Friday, June 3, 2011

MIC leader applauds 'colour-blind' DAP, PAS

The move by several opposition parties to field multiracial candidates in the next general election received support from an unlikely source – a MIC leader.

Commenting on the DAP, MIC publicity and communication chief S Vell Paari said the opposition party appointed a Malay and Indian as deputy chief ministers despite being accused of being a Chinese chauvinist outfit.

“Look at their success in Sarawak. It’s their multiracial approach that helped them in the state election,” he told FMT.

Vell Paari was commenting on MCA president Dr Chua Soi Lek’s statement that Malaysians should stop identifying themselves to the racial group they belong to and accept the multi-racial reality of the country.

The MIC leader also said that it was not fair to criticise DAP for wanting to field more Malay candidates in the next general election.

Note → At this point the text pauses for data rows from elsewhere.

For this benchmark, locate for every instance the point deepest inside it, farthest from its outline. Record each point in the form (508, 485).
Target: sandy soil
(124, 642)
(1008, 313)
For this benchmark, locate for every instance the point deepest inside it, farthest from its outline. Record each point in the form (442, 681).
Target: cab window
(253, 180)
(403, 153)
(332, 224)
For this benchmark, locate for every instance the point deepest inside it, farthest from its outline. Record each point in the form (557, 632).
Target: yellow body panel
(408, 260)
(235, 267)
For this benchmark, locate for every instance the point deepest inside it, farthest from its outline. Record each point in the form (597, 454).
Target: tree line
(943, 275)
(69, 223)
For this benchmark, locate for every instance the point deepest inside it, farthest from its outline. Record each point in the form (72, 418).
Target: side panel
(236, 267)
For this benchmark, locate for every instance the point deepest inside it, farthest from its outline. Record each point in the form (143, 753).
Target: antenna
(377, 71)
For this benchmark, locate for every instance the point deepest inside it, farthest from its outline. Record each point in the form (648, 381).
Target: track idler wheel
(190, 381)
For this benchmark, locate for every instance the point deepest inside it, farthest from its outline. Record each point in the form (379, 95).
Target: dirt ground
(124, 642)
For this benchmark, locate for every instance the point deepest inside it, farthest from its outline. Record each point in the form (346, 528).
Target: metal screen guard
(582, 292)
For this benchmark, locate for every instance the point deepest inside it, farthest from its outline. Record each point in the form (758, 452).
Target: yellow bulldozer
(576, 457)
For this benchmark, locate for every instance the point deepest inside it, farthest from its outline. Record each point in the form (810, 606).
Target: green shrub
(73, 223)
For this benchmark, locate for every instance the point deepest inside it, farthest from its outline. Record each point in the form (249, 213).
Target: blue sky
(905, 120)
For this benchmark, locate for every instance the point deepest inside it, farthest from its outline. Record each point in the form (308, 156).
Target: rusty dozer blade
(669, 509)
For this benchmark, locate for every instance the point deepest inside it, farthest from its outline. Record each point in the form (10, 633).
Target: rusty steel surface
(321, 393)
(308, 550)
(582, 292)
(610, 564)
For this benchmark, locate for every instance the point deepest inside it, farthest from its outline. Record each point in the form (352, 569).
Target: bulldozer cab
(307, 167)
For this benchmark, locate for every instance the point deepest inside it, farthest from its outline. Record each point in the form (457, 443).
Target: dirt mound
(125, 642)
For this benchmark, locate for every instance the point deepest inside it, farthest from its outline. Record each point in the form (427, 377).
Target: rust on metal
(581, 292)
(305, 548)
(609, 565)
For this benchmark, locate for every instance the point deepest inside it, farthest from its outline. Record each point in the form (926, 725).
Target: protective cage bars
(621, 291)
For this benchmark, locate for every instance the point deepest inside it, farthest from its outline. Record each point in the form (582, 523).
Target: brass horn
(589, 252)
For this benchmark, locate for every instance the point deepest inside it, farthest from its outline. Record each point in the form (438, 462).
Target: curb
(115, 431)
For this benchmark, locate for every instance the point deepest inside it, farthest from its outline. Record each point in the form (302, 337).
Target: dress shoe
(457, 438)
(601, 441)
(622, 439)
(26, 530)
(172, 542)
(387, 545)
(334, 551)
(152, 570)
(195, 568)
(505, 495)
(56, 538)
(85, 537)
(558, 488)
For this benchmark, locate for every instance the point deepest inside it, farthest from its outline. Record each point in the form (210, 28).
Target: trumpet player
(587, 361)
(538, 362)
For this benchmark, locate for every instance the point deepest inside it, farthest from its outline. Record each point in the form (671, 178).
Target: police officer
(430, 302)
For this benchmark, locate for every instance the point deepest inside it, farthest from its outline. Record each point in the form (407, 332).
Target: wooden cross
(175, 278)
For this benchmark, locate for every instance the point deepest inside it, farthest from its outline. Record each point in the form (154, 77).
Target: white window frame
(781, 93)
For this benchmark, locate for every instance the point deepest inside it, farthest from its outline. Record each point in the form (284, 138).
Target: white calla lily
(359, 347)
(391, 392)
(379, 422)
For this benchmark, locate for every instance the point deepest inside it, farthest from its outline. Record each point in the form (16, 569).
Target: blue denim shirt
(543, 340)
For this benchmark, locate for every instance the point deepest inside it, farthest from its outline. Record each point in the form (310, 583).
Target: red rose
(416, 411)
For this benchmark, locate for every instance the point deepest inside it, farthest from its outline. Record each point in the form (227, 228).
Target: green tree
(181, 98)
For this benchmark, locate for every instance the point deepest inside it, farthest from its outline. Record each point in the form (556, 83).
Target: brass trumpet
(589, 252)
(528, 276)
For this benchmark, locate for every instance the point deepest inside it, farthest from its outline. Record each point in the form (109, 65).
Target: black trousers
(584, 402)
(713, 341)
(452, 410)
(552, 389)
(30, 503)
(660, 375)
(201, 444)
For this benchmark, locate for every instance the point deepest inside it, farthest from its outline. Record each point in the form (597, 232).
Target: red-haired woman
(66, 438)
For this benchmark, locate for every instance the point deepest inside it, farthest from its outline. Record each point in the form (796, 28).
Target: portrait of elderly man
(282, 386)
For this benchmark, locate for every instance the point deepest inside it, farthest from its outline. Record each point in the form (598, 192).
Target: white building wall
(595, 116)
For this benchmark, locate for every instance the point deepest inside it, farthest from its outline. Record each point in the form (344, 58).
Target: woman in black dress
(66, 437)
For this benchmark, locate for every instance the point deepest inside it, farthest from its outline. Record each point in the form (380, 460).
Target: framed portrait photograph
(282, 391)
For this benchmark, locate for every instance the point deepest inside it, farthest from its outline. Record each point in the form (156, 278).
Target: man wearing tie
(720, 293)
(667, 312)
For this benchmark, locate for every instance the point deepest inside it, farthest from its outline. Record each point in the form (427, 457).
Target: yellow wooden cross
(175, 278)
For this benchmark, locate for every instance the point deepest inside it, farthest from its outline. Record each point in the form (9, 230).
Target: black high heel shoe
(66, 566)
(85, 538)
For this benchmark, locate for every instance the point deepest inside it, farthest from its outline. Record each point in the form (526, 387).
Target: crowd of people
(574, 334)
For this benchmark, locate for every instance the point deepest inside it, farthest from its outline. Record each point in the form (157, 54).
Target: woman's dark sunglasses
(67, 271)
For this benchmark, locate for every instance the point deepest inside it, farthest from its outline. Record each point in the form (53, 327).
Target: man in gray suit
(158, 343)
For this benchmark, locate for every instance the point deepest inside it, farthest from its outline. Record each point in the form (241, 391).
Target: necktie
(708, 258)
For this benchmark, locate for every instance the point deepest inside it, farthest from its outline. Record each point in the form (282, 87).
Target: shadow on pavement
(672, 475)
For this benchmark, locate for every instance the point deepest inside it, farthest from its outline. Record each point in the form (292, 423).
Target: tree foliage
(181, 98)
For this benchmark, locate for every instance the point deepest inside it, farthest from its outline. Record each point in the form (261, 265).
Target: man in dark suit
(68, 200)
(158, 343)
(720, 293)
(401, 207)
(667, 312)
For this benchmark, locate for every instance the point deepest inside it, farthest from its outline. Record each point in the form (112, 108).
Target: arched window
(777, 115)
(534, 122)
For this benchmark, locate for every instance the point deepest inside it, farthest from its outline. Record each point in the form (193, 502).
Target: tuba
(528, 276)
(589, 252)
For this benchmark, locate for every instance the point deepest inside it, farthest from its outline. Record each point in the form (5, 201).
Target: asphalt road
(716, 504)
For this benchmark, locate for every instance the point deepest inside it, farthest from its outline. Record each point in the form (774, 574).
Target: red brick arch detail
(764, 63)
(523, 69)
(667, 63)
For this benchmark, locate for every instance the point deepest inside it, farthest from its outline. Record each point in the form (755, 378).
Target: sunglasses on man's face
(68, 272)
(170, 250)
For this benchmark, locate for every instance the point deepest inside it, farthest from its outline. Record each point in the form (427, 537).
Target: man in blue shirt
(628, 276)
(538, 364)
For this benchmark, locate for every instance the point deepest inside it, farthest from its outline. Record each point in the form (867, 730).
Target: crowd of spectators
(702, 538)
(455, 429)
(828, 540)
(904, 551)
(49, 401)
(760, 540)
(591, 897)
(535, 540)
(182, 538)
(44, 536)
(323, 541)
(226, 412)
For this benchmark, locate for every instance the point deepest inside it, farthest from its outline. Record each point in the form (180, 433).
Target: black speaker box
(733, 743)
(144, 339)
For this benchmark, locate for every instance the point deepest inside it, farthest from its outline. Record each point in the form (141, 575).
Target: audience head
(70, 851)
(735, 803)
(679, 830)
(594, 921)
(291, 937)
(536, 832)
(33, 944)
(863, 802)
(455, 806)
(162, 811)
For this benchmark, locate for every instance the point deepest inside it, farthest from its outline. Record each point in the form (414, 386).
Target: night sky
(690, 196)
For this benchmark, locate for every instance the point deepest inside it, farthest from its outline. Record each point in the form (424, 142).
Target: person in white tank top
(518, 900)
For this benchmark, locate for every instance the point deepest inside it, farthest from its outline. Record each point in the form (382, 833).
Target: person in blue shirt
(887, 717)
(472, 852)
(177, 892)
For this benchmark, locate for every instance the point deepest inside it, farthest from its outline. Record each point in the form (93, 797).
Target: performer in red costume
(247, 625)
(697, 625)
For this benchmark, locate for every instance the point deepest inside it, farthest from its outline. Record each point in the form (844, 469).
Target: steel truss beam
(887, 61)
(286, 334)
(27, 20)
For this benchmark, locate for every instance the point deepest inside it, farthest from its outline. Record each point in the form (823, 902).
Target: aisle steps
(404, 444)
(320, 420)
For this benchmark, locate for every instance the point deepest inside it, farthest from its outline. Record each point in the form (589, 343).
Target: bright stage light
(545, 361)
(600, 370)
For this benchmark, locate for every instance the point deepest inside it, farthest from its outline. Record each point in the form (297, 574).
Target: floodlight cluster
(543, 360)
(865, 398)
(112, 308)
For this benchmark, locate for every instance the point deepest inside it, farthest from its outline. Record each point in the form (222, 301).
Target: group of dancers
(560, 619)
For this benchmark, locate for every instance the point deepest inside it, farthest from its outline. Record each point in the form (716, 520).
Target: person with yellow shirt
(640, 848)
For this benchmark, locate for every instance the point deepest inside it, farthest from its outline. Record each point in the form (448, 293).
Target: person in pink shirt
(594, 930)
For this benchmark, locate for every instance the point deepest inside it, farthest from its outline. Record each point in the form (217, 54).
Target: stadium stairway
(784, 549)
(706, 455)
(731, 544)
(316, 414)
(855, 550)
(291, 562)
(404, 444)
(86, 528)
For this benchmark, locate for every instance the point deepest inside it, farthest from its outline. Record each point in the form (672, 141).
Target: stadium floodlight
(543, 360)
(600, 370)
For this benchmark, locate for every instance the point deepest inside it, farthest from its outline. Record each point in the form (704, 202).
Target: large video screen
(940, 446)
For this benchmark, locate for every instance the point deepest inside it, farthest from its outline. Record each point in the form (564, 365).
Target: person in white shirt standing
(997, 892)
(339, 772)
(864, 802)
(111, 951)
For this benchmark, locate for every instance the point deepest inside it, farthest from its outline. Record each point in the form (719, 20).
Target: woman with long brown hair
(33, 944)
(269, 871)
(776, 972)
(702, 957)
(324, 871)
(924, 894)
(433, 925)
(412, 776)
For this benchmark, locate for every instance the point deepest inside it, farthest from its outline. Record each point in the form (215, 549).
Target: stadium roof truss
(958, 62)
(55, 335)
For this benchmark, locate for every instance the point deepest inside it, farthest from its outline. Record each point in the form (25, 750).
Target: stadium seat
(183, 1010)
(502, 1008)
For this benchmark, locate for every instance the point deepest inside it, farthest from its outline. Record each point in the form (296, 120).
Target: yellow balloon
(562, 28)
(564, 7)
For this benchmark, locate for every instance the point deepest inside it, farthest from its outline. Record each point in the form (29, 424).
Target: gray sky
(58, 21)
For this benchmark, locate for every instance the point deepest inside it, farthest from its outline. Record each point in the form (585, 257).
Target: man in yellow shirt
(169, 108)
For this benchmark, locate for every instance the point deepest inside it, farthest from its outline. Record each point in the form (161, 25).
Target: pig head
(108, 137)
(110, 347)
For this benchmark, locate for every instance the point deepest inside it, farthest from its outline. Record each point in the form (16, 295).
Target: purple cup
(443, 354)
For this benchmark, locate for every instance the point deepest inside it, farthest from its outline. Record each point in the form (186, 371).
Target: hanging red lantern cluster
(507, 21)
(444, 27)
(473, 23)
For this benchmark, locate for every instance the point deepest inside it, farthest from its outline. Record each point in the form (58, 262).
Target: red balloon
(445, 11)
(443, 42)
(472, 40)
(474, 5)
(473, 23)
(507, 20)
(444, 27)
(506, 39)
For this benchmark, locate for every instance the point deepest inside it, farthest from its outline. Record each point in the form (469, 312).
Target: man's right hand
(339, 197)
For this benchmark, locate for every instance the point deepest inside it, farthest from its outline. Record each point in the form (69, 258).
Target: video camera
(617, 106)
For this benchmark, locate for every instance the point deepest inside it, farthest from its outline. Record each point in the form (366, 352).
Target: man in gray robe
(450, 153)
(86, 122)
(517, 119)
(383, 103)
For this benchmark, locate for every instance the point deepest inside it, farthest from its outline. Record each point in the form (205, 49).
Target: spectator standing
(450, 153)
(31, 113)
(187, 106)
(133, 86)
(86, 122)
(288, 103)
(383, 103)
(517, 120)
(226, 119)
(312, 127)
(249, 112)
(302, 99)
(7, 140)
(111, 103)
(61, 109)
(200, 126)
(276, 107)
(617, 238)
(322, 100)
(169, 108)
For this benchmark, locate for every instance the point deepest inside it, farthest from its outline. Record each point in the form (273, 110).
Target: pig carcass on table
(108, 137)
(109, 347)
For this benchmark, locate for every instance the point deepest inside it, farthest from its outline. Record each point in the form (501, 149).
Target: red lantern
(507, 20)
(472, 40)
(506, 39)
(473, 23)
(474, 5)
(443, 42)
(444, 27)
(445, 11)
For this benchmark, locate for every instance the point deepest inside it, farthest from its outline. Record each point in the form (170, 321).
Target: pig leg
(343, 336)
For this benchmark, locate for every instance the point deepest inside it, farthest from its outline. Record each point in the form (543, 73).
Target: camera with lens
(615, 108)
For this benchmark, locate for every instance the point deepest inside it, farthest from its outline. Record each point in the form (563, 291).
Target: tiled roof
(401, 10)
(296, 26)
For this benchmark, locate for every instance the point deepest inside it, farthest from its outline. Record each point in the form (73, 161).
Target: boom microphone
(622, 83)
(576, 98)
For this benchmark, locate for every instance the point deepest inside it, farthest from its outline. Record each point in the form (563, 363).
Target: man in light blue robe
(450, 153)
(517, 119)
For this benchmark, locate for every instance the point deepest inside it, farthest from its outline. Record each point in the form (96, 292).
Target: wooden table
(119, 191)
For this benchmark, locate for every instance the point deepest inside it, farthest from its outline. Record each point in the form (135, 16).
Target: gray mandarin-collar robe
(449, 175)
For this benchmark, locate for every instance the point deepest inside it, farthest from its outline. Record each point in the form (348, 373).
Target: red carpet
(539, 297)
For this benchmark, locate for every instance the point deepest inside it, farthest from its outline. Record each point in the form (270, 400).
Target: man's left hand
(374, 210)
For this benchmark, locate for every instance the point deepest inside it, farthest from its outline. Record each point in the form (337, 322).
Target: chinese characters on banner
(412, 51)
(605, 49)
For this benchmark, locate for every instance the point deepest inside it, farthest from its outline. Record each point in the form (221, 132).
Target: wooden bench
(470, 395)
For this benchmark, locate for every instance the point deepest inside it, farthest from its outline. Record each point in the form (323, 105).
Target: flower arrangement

On May 22, Umno vice-president Ahmad Zahid Hamidi said that DAP planned to field more Malay candidates, especially in Negri Sembilan, Malacca and Perak.

Ahmad Zahid, who is also defence minister, said this was to accommodate DAP’s move to install their own party member as the mentri besar of those states.

Following this, Deputy Prime Minister Muhyiddin Yassin called upon the Malays to be wary of DAP’s plan, claiming that it was a ploy to shore up Malay support.

‘The youth are different’

However, Vell Paari said this was not the first time DAP would be fielding Malay candidates.

“Besides, is it a crime for DAP to field more Malay candidates? Despite being labelled as a chauvinist party, a lot of Malays are warming up to DAP and its ideology. So where does the problem lie?” he asked.

The MIC leader also commended PAS for opening its doors to more non-Muslims by setting up a non-Muslim wing.

“Even the so-called extremist party has embraced its non-Muslims brothers knowing multi-racialim is the way forward in Malaysia,” he said.

Vell Paari, who is also MIC central working committee member, reminded politicians that voters now, especially the younger generation, were living in a globalised world and do not view things along racial lines.

“When I was 17 or 18, I was catching fish in the drain and racing bicycles. Youths of the same age now talk about national issues with friends from all over the globe via Facebook and Twitter,” he said.

He added that politicians could no longer fish for votes, especially among youths, by merely giving them goodies during polls.

“Youngsters now are intellectual. You must approach them with wisdom, not hate policies,” he said.